Spanish outlet ABC detailed that his cell at the Metropolitan Detention Center in Brooklyn has a size of two meters by three meters. It quoted Sam Mangel, a prison consultant who knows about the facility based on conversations with inmates, who claimed that "no one would like to spend a minute" there.
Maduro, the outlet added, is kept at a special housing unit, where he is in isolation. He is allowed out three times a week for an hour in shackles and escorted by two guards. There, he can shower, use the phone, access email or go out to a small outdoor patio.
Elsewhere, ABC said that the lawyer of another Venezuelan inmate who is being held close to Maduro said he has heard him call for help at night. "I am the President of Venezuela, tell my country I've been kidnapped. Tell my country we're being mistreated here," he has reportedly said.
Prison authorities refused to provide details of Maduro's imprisonment, telling the outlet that "due to security and privacy reasons, the Bureau of Prisons does not reveal the conditions of confinement of any inmates under its custody."
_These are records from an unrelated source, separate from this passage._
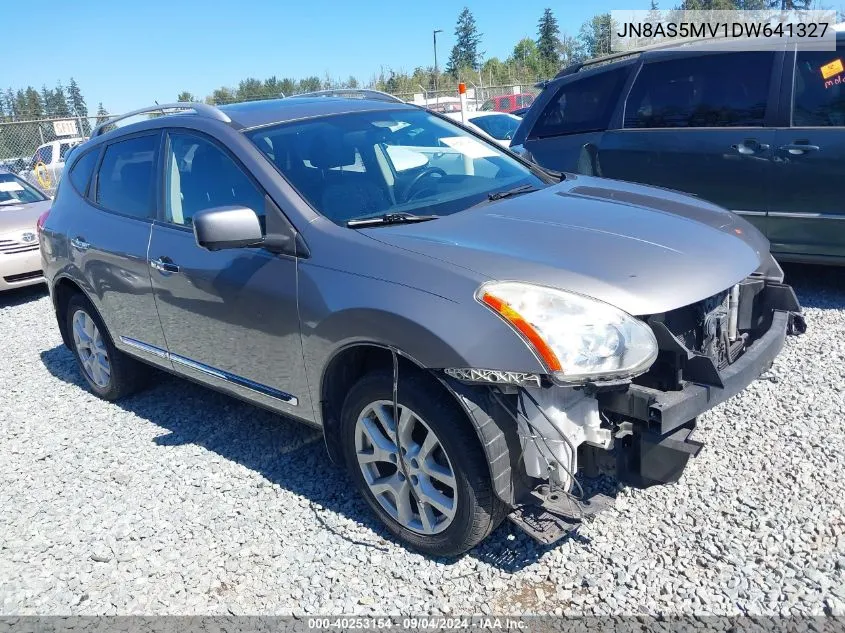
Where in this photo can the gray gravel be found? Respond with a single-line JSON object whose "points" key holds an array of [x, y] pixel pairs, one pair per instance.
{"points": [[181, 500]]}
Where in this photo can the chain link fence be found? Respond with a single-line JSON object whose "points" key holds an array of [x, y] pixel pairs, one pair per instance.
{"points": [[37, 150]]}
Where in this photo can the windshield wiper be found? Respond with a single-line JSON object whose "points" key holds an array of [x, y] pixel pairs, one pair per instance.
{"points": [[390, 218], [501, 195]]}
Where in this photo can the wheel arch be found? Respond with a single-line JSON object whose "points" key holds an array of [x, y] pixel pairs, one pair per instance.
{"points": [[63, 289]]}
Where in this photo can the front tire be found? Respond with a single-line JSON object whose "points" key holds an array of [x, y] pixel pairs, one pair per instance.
{"points": [[424, 475], [109, 373]]}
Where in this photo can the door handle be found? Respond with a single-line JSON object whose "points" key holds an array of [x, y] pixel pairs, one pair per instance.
{"points": [[164, 265], [80, 244], [750, 146], [796, 149]]}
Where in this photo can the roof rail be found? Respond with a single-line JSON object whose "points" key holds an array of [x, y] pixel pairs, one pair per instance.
{"points": [[360, 93], [574, 68], [202, 109]]}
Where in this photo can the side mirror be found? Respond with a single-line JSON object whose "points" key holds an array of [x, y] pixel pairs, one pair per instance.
{"points": [[227, 227]]}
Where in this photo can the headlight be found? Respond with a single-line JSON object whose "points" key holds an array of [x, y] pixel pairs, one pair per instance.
{"points": [[578, 338]]}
Outside the prison, Maduro's successor, Delcy Rodriguez, continues to work with the Trump administration to avoid facing the same fate. In fact, the Department of Justice notified the court holding the Maduro case that it has formally recognized Rodriguez as the country's legitimate head of State.
"Maduro is an accused narco terrorist waiting trial in a U.S. federal court for his crimes," said Senior Bureau Official for Western Hemisphere Affairs Michael Kozak. He claimed that Washington's goal is achieving a "gradual process that creates conditions for a peaceful transition towards a democratically elected government."